Brain iron dyshomeostasis with iron accumulation is a known feature of brain aging. The cause of this iron accumulation is aging is unknown, but the immune system is less active in older people, and as viruses replicate more efficiently in iron-rich senescent cells, they may have developed the ability to induce this phenotype in aging host tissues.
It has been proposed several times that metal dyshomeostasis could be an underlying mechanism responsible for the initiation and progression of the pathological changes associated with neurodegenerative disorders, including the motor and extra-motor symptoms of ALS.
A new paper proposes an update of the iron hypothesis of Alzheimer's disease (Alzheimer's disease), based on large scale emerging evidence.
Iron featured historically early in Alzheimer's disease research efforts for its involvement in the amyloid and tau proteinopathies, yet iron neurochemistry remains peripheral in mainstream Alzheimer's disease research.
Much of the effort investigating iron in Alzheimer's disease has focused on the potential for iron to provoke the onset of disease, by promoting proteinopathy through increased protein expression, phosphorylation, and aggregation.
The authors provide new evidence from a large post mortem cohort that brain iron levels within the normal range are associated with accelerated ante mortem disease progression in cases with underlying proteinopathic neuropathology.

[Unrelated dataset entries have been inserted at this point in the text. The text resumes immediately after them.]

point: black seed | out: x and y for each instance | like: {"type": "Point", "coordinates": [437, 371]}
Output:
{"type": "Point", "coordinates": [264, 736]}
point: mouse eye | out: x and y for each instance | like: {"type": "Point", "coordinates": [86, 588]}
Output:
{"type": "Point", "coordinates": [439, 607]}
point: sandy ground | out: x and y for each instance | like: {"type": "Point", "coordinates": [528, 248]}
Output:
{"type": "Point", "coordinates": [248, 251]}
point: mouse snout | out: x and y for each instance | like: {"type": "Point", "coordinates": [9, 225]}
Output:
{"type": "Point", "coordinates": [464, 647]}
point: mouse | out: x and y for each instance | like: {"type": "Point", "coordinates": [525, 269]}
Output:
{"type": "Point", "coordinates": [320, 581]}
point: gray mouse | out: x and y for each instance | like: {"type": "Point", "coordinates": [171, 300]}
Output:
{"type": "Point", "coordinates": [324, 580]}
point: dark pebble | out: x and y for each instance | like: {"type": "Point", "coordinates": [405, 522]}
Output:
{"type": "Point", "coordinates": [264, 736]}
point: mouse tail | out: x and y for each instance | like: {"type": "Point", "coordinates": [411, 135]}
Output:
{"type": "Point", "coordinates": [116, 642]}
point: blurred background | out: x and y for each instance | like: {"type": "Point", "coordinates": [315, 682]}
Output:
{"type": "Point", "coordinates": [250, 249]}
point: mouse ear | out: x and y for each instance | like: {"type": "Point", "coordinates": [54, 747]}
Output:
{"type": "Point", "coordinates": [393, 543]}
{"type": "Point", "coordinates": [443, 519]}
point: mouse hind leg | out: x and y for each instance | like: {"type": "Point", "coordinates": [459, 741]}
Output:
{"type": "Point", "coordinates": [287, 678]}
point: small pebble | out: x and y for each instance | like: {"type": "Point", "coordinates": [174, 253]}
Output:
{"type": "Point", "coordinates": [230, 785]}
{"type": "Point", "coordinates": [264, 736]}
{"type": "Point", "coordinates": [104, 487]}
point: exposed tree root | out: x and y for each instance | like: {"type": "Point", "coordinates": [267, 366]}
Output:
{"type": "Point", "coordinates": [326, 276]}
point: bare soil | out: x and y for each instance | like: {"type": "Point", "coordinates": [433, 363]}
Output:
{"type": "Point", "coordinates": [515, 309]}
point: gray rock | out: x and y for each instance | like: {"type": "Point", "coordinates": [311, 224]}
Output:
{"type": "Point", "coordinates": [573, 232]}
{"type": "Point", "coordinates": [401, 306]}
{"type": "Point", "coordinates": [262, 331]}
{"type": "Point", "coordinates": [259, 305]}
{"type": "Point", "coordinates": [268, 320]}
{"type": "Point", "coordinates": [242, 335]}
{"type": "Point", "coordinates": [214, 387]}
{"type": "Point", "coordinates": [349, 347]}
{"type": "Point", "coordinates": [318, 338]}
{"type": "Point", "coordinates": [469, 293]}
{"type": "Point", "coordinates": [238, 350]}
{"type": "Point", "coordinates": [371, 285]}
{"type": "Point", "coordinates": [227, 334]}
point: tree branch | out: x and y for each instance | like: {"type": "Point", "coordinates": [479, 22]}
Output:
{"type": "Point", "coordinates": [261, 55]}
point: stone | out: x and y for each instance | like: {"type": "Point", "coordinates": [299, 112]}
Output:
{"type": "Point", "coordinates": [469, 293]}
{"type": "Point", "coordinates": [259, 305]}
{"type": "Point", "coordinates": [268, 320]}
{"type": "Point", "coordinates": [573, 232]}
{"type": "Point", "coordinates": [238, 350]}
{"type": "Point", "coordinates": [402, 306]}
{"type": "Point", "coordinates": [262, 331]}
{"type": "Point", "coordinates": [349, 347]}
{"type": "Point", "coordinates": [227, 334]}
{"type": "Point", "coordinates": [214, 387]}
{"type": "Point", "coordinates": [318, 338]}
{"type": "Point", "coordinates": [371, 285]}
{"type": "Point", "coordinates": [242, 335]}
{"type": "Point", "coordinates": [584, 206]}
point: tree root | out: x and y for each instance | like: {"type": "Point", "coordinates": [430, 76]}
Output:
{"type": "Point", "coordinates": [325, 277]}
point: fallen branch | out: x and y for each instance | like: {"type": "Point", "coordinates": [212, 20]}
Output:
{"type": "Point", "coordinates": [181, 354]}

These results corroborate recent findings that argue for an additional downstream role for iron as an effector of neurodegeneration, acting independently of tau or amyloid pathologies.
The researchers hypothesize that the level of tissue iron is a trait that dictates the probability of neurodegeneration in Alzheimer's disease by ferroptosis.
Ferroptosis is a type of programmed cell death dependent on iron and characterized by the accumulation of lipid peroxides, and is genetically and biochemically distinct from other forms of regulated cell death such as apoptosis.
Ferroptosis is initiated by the failure of the glutathione-dependent antioxidant defenses, resulting in unchecked lipid peroxidation and eventual cell death. Lipophilic antioxidants and iron chelators can prevent ferroptotic cell death.
A substantial body of preclinical evidence and early clinical data has demonstrated that deferoxamine and other iron chelators have strong disease-modifying impacts in Alzheimer's disease, Parkinson's disease, ischemic stroke. Acting by the disease-nonspecific pathway of iron chelation, deferoxamine targets each of these complex diseases via multifactorial mechanisms.
Deferiprone another iron chelator is tested in clinical trials against ALS in France’s Lille CHU hospital.